Please refer to: Nanodrop Spectrophotometer protocol.
DNA Restriction Digestion
Aim
DNA digestion is a technique that allow us to cut DNA at specific sites known as recognition sites which can be 4, 6 or 8 bp long. Therefore by running the digested plasmid or DNA on an agarose gel using gel electrophoresis, we will be able to correctly see the size of the DNA.
Protocol
Digestion was performed by using EcoRI and PstI as the prefix and suffix of the BBa_04450 biobrick.
- 20 μl solution should be made in total: 15 μl plasmid (with GFP/RFP), 1 μl EcoRI, 1 μl PstI, 2 μl Buffer (10x), 1 μl water. NOTE: Digestive enzymes should never exceed 10% of the total volume.
- Add the reagents in this order:
- plasmid,
- water,
- buffer and
- enzymes
- Centrifuge for a few seconds to make sure that the mixture is at the bottom.

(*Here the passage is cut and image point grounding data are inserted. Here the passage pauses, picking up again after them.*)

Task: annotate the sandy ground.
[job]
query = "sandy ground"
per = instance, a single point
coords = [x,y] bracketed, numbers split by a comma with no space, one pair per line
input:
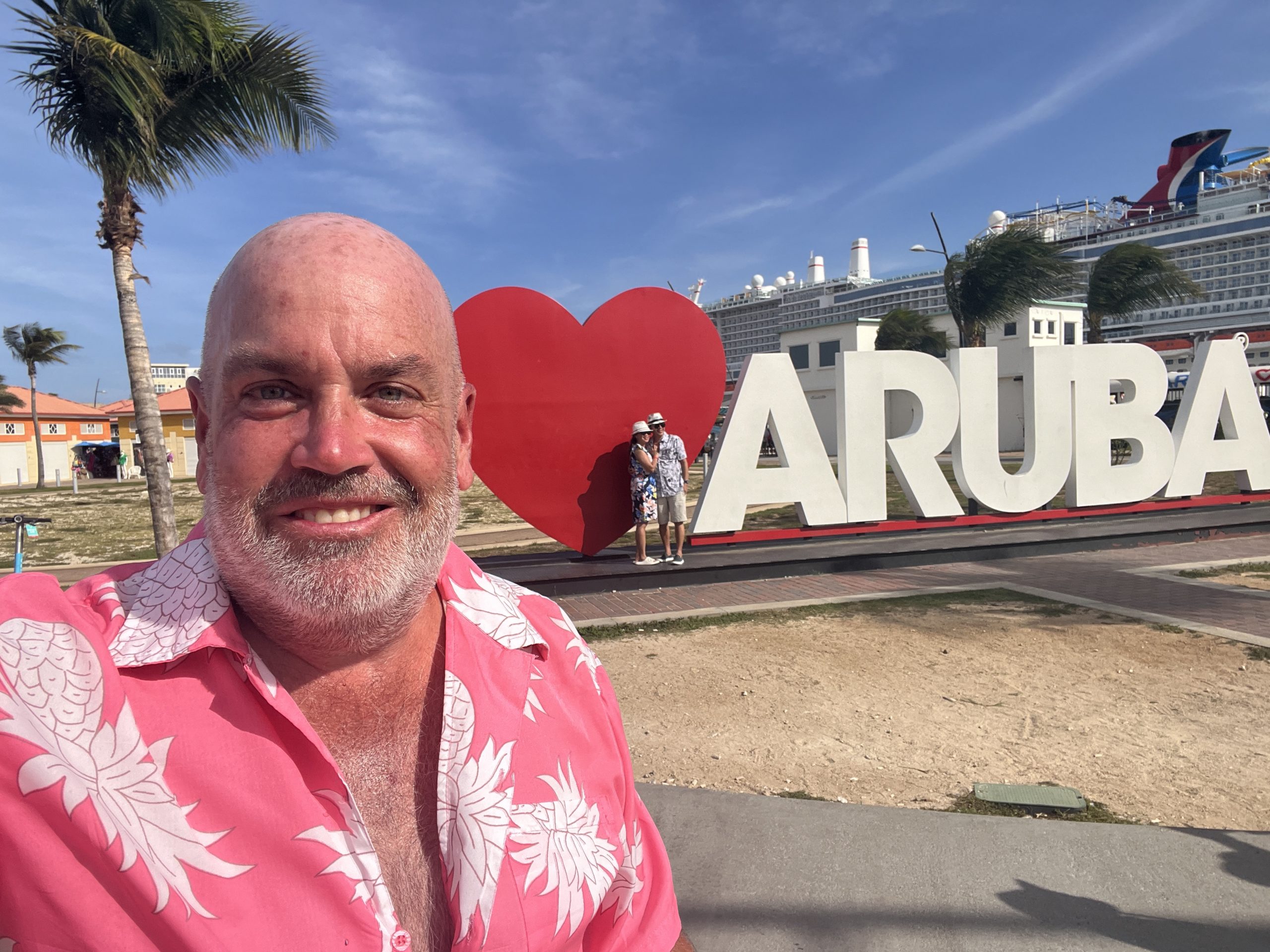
[910,706]
[1248,581]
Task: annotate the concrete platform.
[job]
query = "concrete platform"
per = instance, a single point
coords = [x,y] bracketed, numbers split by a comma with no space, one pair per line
[762,874]
[570,573]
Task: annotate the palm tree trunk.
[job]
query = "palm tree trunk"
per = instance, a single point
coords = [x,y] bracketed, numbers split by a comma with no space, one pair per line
[40,447]
[1095,328]
[120,229]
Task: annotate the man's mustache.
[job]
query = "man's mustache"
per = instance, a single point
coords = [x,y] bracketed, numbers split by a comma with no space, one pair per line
[310,485]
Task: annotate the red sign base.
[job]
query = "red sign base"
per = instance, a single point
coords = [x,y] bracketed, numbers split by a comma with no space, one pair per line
[1159,506]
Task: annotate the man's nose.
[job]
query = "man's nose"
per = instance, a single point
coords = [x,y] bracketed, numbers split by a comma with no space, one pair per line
[336,440]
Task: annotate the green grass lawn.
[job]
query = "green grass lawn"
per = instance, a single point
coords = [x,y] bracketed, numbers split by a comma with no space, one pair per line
[110,522]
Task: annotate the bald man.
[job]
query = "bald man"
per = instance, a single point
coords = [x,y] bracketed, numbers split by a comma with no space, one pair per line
[317,724]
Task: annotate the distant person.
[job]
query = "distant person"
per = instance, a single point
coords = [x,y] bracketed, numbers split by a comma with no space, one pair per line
[643,470]
[672,473]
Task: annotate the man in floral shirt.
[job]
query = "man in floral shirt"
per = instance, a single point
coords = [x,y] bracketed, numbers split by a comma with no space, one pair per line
[317,724]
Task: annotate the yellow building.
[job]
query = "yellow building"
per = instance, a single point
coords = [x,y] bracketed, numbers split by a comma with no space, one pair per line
[63,424]
[178,431]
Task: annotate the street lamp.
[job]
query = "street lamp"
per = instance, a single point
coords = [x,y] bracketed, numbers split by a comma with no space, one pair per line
[942,250]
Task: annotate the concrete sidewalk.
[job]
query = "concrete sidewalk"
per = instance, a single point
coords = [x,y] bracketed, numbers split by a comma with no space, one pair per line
[765,874]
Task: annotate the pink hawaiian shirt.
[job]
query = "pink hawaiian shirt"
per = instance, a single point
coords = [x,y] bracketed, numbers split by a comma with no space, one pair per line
[159,790]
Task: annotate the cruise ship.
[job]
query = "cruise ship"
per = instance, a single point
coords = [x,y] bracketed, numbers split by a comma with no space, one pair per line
[1210,216]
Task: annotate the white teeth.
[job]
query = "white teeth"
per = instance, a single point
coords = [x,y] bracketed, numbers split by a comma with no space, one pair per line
[325,516]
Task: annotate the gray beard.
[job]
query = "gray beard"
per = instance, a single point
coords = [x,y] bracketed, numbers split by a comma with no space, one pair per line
[333,598]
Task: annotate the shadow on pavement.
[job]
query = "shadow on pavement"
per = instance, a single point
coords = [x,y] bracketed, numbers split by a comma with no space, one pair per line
[1055,921]
[1061,910]
[1241,860]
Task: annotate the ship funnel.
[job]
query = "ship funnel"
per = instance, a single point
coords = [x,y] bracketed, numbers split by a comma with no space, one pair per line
[859,261]
[815,270]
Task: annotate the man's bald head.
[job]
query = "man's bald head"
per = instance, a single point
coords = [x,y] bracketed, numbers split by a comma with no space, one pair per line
[327,261]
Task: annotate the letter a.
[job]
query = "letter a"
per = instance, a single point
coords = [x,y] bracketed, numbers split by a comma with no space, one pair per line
[1219,389]
[769,397]
[864,377]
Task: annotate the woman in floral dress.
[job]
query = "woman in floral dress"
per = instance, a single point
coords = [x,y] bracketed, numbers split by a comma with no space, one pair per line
[643,470]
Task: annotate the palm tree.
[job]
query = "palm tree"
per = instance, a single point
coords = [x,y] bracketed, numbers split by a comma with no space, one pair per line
[1133,278]
[902,329]
[33,346]
[8,402]
[149,94]
[999,276]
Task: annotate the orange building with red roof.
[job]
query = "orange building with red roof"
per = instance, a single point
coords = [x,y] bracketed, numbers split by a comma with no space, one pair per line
[178,431]
[63,424]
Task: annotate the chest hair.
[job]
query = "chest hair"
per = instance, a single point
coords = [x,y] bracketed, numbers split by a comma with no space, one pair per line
[389,758]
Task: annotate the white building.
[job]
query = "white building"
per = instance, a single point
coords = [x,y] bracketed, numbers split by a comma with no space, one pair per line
[815,352]
[171,376]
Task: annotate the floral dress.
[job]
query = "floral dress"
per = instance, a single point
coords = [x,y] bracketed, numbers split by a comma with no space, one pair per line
[643,490]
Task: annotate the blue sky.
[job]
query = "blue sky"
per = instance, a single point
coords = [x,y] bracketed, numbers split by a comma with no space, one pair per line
[582,148]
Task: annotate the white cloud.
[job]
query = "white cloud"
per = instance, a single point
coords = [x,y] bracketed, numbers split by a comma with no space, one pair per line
[1080,82]
[854,40]
[408,122]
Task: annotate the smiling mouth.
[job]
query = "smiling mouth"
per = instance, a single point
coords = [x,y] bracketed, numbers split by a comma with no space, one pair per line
[355,513]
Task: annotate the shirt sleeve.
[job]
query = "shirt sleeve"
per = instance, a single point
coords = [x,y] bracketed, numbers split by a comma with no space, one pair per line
[639,913]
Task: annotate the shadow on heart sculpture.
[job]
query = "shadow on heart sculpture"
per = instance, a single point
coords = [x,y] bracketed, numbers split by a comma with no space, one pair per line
[556,400]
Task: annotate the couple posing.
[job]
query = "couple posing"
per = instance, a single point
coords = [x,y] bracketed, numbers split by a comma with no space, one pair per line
[658,469]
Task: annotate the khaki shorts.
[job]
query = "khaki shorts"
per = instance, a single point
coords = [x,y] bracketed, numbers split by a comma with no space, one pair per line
[672,509]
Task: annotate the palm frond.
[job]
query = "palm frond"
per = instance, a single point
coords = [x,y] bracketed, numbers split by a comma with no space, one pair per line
[150,94]
[902,329]
[32,345]
[1135,278]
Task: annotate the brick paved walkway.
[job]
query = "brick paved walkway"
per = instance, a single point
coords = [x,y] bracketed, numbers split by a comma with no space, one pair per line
[1114,579]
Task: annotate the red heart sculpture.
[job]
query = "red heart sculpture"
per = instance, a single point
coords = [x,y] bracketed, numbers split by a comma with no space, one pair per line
[556,400]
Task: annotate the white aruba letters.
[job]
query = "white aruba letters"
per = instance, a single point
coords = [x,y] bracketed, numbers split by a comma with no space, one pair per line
[1070,422]
[769,397]
[863,380]
[1219,389]
[1047,428]
[1096,422]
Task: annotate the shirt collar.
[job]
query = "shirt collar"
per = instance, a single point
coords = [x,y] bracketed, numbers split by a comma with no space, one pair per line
[178,604]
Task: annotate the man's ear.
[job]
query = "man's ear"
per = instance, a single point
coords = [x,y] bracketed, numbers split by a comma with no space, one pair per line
[464,434]
[194,388]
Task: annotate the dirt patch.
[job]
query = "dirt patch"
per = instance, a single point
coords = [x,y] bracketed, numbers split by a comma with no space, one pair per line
[907,706]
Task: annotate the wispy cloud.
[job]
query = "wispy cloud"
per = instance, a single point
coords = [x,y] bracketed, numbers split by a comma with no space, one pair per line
[409,125]
[850,41]
[1080,82]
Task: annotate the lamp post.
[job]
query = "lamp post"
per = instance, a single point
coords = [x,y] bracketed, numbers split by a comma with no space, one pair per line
[951,284]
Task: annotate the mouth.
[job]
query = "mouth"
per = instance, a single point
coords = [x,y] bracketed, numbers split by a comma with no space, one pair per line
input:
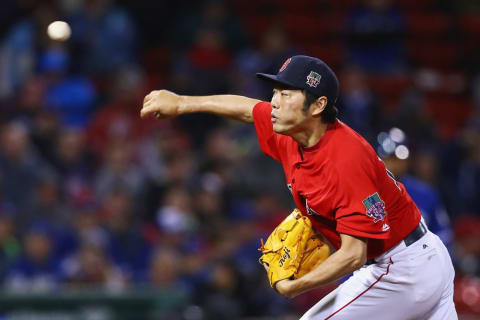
[274,119]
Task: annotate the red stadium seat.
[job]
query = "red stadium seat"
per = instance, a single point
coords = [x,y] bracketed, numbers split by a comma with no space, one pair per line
[427,25]
[389,88]
[311,27]
[470,25]
[441,55]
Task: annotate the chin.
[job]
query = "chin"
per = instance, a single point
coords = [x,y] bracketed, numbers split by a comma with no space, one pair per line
[279,129]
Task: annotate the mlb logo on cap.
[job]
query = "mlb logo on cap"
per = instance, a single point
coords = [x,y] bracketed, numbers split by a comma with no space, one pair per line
[313,79]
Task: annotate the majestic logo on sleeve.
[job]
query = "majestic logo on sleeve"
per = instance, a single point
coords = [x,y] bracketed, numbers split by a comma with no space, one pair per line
[285,64]
[313,79]
[375,207]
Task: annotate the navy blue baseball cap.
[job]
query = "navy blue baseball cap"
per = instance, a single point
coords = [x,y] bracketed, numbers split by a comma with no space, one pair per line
[307,73]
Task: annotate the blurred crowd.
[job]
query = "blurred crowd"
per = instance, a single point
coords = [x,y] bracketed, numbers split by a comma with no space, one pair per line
[91,195]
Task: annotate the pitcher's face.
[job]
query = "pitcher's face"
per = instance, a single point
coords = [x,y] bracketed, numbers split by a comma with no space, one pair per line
[287,111]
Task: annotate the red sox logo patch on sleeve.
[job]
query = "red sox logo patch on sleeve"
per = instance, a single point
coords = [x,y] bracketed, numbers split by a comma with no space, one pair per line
[375,207]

- Heat block for 2 hours at 37°C.
Gel electrophoresis
Aims
Gel electrophoresis allow us to separate DNA, RNA, or protein molecules by molecular weight using an electric field applied to a gel matrix after the restriction digestion step (this step is only for DNA and RNA).
Protocol
- Make up 1% agarose gel (1g of agarose in 100 ml of TAE buffer) and transfer 60 ml of molten agarose gel into the gel tray after adding 3 μl of Safeview.
- Wait for 30 minutes to allow the gel to harden.
- Transfer harden gel into the gel tank and add TAE buffer until the gel is completely submerged.
- Depending on the nature of the sample, 3μl of GeneRuler™ 1kb Plus DNA Ladder was used for analysing the size of the DNA.
- Loading buffer was then added together with the sample before loading onto the gel matrix.
- Run gel at 90V until separation is achieved and visualize using the gelDoc apparatus.